The brokerage firm has recommended a ‘buy’ rating with a target price of ₹2,650, sees an upside potential of 20 per cent.
“Accordingly, we expect a 16% earnings CAGR for MANKIND over FY24-27. Considering its strong brand visibility, sustainable earning growth and superior return ratios, we value MANKIND at 40x12M forward earnings (30% premium to the Healthcare sector PE) to arrive at a TP of INR 2,650,” the firm said in its note.

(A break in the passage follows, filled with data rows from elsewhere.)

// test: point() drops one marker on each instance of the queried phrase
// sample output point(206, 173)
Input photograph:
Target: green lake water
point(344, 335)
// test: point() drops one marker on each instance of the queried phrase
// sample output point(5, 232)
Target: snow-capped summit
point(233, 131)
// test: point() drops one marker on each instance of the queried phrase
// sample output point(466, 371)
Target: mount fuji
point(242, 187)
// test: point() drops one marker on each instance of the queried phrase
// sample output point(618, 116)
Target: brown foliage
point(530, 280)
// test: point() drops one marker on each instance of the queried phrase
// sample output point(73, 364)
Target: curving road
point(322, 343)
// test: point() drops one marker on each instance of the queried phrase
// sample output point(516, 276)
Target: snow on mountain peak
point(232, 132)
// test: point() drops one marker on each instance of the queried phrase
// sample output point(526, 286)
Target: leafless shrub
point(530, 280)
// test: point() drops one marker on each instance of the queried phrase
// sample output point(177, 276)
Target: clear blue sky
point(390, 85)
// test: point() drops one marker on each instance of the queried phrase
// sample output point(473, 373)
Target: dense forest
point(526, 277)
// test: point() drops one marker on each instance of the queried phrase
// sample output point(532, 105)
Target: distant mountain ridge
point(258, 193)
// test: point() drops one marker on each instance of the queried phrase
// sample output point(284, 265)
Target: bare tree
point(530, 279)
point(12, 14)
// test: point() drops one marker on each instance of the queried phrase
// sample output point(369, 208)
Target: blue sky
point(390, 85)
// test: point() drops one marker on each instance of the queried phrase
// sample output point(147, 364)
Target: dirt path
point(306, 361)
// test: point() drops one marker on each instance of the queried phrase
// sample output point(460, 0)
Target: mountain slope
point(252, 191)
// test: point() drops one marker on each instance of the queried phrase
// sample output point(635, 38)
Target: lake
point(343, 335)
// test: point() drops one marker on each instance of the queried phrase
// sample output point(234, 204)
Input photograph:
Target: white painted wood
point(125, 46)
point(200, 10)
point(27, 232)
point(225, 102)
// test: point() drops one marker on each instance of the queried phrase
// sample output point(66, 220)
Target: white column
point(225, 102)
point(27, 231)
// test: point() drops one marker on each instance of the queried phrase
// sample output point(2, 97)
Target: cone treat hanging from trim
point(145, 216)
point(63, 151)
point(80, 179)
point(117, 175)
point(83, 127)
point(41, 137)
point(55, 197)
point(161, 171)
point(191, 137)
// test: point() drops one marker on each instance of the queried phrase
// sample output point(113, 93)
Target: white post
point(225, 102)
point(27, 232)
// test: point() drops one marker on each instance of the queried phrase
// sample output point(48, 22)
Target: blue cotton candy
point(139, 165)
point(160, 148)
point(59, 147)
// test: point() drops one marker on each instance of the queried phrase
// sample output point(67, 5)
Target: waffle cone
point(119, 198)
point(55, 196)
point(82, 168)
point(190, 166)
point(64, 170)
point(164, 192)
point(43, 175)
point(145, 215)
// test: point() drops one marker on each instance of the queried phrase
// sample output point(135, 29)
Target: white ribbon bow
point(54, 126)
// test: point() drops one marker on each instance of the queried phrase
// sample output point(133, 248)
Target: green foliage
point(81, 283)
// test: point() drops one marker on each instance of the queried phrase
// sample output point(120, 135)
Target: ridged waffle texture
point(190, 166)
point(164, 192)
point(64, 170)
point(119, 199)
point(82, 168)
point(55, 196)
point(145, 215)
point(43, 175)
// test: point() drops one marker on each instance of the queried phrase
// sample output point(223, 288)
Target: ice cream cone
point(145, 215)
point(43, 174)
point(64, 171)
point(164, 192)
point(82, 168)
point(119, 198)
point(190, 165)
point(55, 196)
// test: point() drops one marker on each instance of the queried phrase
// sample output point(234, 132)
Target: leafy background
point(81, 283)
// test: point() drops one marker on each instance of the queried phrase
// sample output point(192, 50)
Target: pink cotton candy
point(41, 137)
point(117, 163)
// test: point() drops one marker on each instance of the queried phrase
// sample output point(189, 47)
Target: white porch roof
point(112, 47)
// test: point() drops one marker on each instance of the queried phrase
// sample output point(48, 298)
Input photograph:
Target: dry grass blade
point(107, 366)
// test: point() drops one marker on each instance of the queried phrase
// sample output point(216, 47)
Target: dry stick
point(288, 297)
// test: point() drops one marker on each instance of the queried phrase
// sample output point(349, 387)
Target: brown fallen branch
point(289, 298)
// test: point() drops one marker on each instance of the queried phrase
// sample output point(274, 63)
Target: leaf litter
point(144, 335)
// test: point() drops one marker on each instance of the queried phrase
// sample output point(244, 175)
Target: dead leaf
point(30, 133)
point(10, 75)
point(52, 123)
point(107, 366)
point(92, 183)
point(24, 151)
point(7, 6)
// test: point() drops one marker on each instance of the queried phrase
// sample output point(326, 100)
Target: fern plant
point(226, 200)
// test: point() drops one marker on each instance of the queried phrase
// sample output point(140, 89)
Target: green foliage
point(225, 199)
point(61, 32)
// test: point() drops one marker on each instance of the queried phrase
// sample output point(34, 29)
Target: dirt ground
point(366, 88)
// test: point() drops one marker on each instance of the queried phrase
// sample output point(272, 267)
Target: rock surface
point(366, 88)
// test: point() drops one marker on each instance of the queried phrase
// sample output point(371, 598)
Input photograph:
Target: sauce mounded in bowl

Considering the company's broadened product range across key therapies, a growing focus on chronic treatments, expansion of its brand portfolio, enhanced productivity of medical representatives, and increased presence in metro and Tier-I cities, the domestic brokerage has applied a 40x multiple on projected earnings for the next 12 months. This valuation reflects a 30% premium compared to the pharmaceutical sector's current valuation.
The firm noted that Mankind Pharma has implemented a disruptive strategy to build its DF business, focusing on engaging customers and influencers in tier II and lower cities. This approach has propelled the company to the forefront of the industry in terms of prescription volume.
“Mankind Pharma is working on multiple levers to boost growth over the next three to five years: a) increasing the scope of business in chronic therapies (36% of DF sales in FY24) by expanding niche products in portfolio, b) enhancing its presence in metro/Tier-I cities (53% of DF sales in FY24), and c) investing aggressively in brand building in the prescription and consumer healthcare segments,” the firm added.
Mankind has shown significant outperformance in respiratory therapies, achieving an 11% sales compound annual growth rate (CAGR) compared to the industry's 10% CAGR over MAT Apr '20-24. Its leading products in this category include cough preparations and bronchodilator inhalant preparations.
However, Motilal Oswal pointed out that lower-than-expected growth in the dermatophytosis (DF) segment, subdued export demand, and decreased medical representative productivity pose key risks to the company's ratings.